Deficiency of Subsarcolemmal Mitochondria in Obesity and Type 2 Diabetes

  1. Vladimir B. Ritov1,
  2. Elizabeth V. Menshikova1,
  3. Jing He1,
  4. Robert E. Ferrell2,
  5. Bret H. Goodpaster1 and
  6. David E. Kelley1
  1. 1Division of Endocrinology and Metabolism, Department of Medicine; University of Pittsburgh, School of Medicine, Pittsburgh, Pennsylvania
  2. 2Department of Human Genetics, Graduate School of Public Health, University of Pittsburgh, Pittsburgh, Pennsylvania
  1. Address correspondence and reprint requests to David E. Kelley, MD, N807 Montefiore University Hospital, 3459 Fifth Ave., Pittsburgh, PA 15213. E-mail: kelley{at}msx.dept-med.pitt.edu

Abstract

The current study addresses a novel hypothesis of subcellular distribution of mitochondrial dysfunction in skeletal muscle in type 2 diabetes.
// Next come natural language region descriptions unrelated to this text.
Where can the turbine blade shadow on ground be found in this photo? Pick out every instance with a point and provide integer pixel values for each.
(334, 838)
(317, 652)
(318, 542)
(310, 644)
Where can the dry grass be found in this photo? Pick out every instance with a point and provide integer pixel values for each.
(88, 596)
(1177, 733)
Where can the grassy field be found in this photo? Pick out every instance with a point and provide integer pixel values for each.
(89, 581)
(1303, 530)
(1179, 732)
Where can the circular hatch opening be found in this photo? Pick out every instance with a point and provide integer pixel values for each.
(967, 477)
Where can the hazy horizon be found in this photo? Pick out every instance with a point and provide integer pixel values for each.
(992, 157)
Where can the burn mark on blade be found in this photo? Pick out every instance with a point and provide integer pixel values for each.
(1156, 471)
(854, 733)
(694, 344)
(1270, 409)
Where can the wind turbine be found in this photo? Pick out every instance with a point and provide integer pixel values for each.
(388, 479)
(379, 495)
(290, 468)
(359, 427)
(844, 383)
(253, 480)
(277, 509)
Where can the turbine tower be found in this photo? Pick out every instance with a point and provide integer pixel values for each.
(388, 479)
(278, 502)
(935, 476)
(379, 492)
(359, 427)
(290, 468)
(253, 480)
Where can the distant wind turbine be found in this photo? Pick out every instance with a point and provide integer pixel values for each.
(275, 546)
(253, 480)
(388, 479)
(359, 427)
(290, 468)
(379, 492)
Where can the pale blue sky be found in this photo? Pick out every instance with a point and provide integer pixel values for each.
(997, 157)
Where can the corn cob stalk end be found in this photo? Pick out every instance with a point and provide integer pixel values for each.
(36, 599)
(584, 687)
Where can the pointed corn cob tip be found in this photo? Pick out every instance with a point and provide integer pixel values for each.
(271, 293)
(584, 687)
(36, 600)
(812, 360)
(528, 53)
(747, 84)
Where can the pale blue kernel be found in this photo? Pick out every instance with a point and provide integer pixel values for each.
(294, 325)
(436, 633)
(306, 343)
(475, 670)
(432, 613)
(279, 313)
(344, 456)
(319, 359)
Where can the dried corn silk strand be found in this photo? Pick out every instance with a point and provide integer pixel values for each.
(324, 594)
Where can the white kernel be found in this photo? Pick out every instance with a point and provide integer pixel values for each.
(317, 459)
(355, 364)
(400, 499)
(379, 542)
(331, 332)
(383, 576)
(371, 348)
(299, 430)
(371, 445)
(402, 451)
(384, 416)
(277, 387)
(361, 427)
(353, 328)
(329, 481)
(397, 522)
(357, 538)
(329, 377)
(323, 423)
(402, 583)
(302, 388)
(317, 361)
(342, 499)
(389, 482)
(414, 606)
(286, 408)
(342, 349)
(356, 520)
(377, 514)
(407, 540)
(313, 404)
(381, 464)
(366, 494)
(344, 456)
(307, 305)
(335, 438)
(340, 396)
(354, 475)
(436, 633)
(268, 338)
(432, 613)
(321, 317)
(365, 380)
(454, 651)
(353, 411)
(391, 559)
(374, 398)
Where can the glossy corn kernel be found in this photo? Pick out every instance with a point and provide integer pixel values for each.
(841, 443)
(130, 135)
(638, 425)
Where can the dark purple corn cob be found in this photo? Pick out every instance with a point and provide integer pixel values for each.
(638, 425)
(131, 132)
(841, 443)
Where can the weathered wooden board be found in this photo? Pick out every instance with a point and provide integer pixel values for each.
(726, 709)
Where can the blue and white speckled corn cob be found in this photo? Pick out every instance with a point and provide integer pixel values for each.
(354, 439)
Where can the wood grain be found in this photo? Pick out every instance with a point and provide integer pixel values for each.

Vastus lateralis muscle was obtained by percutaneous biopsy from 11 volunteers with type 2 diabetes; 12 age-, sex-, and weight-matched obese sedentary nondiabetic volunteers; and 8 lean volunteers. Subsarcolemmal and intermyofibrillar mitochondrial fractions were isolated by differential centrifugation and digestion techniques. Overall electron transport chain activity was similar in type 2 diabetic and obese subjects, but subsarcolemmal mitochondria electron transport chain activity was reduced in type 2 diabetic subjects (0.017 ± 0.003 vs. 0.034 ± 0.007 units/mU creatine kinase [CK], P = 0.01) and sevenfold reduced compared with lean subjects (P < 0.01). Electron transport chain activity in intermyofibrillar mitochondria was similar in type 2 diabetic and obese subjects, though reduced compared with lean subjects. A reduction in subsarcolemmal mitochondria was confirmed by transmission electron microscopy. Although mtDNA was lower in type 2 diabetic and obese subjects, the decrement in electron transport chain activity was proportionately greater, indicating functional impairment. Because of the potential importance of subsarcolemmal mitochondria for signal transduction and substrate transport, this deficit may contribute to the pathogenesis of muscle insulin resistance in type 2 diabetes.

Footnotes

    • Accepted September 22, 2004.
    • Received April 1, 2004.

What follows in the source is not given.